Students from the UNLV Howard R. Hughes College of Engineering will showcase lessons learned from their undergraduate education when they display commercially viable projects at the Fall 2015 Senior Design Competition.
8 a.m. to 2:30 p.m. on Thurs., Dec. 3
All projects will be shown for the duration of the event, with a scheduled break from noon to 1 p.m.
Stan Fulton Building (view on campus map)
This semester, 21 teams of undergraduate students created a variety of technologically innovative projects, including a design that makes it easier for nurses to move patients onto emergency aircraft and a solution that would deter birds from hitting large windows.
The Senior Design Competition is the capstone project for undergraduate engineering students at UNLV. The event is judged by local industry representatives and has thousands of dollars in prize money on the line. The competition introduces students to the spirit of entrepreneurship and the benefits of commercial application.
Senior design teams are offered the opportunity to partner with MBA students from the Lee Business School to create a business plan as part of the MBA curriculum. This collaboration has led to great success at the Dominic Marrocco Southern Nevada Business Plan Competition, the Governor's Cup, and the subsequent creation of many successful businesses.
The senior design program runs in perpetuity thanks to a $3 million gift from Fred and Harriet Cox. Fred Cox, who passed away in August 2014, was a successful engineer/entrepreneur and ardent supporter of the College of Engineering. He was instrumental in the design competition's growth over the past decade as a donor, advocate, role model, and mentor.

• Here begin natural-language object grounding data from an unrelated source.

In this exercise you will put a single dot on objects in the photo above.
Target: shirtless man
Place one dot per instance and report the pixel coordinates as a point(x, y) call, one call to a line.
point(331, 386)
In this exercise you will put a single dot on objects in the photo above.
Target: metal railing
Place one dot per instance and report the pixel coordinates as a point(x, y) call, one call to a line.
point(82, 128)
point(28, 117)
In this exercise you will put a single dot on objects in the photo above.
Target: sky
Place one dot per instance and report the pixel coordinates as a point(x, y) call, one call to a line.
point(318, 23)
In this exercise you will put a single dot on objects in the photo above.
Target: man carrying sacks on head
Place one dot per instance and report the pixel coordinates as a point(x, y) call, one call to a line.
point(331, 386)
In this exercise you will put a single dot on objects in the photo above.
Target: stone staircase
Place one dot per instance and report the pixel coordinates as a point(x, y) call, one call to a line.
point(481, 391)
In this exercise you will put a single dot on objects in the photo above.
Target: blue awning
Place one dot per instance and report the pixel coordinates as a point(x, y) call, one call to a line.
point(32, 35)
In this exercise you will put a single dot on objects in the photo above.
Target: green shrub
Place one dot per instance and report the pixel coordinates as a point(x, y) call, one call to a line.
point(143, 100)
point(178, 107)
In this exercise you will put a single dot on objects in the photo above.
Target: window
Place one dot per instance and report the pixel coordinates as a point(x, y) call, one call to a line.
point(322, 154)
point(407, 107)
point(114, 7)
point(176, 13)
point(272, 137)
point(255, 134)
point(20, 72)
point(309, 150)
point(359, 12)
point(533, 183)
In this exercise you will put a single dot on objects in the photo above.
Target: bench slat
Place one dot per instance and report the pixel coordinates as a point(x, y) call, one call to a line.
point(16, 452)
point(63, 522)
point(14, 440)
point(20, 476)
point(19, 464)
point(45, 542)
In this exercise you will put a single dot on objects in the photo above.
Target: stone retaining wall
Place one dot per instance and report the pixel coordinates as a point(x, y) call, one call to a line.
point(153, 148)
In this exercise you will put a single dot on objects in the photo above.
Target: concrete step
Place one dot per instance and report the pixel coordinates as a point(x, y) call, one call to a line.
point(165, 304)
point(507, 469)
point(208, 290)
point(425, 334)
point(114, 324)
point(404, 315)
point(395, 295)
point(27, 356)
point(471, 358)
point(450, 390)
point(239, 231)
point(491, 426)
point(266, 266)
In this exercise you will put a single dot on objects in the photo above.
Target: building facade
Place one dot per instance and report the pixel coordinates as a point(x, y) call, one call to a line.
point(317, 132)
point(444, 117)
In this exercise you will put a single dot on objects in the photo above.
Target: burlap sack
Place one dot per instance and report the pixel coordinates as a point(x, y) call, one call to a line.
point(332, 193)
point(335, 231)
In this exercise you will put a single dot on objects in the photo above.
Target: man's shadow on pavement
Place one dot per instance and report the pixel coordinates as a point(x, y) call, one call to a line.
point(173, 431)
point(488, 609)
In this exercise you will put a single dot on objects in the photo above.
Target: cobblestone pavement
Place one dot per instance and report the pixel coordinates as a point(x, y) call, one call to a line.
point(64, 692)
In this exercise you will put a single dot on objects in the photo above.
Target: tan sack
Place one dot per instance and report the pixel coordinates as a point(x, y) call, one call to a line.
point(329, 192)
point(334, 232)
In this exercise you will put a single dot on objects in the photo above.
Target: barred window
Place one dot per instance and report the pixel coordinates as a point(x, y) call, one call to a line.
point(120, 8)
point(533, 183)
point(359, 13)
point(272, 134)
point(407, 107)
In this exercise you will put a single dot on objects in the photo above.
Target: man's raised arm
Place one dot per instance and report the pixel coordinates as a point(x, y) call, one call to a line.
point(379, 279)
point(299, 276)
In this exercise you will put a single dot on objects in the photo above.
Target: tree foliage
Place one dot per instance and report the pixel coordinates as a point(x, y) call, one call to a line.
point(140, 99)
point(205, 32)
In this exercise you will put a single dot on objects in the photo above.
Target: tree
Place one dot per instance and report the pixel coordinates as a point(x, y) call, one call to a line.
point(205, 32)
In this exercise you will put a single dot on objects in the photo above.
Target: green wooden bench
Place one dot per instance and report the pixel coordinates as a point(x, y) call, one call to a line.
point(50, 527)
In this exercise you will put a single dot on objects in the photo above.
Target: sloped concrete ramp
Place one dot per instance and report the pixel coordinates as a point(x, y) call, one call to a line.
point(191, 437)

Note: A partial list of projects is outlined below. A complete list of all projects will soon be available at unlv.edu/engineering.
This team proposes to build a parking structure behind the Lied Library. The garage will be an efficient system that moves high volumes of traffic, while creating three floors of parking and capacity for about 1,400 cars. A solar panel would be installed on the top floor, creating shading for vehicles that park on the top as well as generate power needed to run the garage.
Methane Sensor Module
This team created a mobile detection system for methane emissions inside a module that will mount onto a small unmanned aerial vehicle (UAV) or drone. The team partnered with Skyworks Aerial Systems, a Las Vegas company founded by UNLV engineering alumni using their senior design project drone. In this project, the measurement data of methane will be sent wirelessly to a central computer for further investigation and analysis. These sensors are small in weight and size and allow for a lower cost of UAVs due to a lower lift demand. This smaller size could help UAVs become more prevalent across multiple industries, resulting in lower global greenhouse emissions.
For the Birds
Collisions with windows is one of the biggest threats to birds in America. Birds fail to recognize transparent or reflective glass, resulting in deaths or injuries. This team created ultra violet reflective and absorbing stripes that are visible to birds, but invisible to humans. In the stripes, a considerable portion of infared energy is reflected, creating energy savings in buildings of abundant sunlight.
Mechanized Sock Donner
As people age, they develop problems such as arthritis, which affect their flexibility and independence. Some people don’t have the flexibility to put on socks. This team developed a mechanized sock donner, which puts the sock on for the user with minimal flexibility required. It consists of two four-bar mechanisms, one on each side of the foot. Clamps are attached to each coupler link, and they pull the sock along the designed path around the foot and ankle.
This team developed a solution that could minimize the risk of work-related injuries for nurses during the loading procedure of a patient onto an aircraft. They have created an electronic lifting mechanism that allows nurses to raise a ramp to a desired height, so that the patient can be easily positioned with minimal effort. The design would appeal to any air medical transport companies seeking faster, improved loading procedures of patients.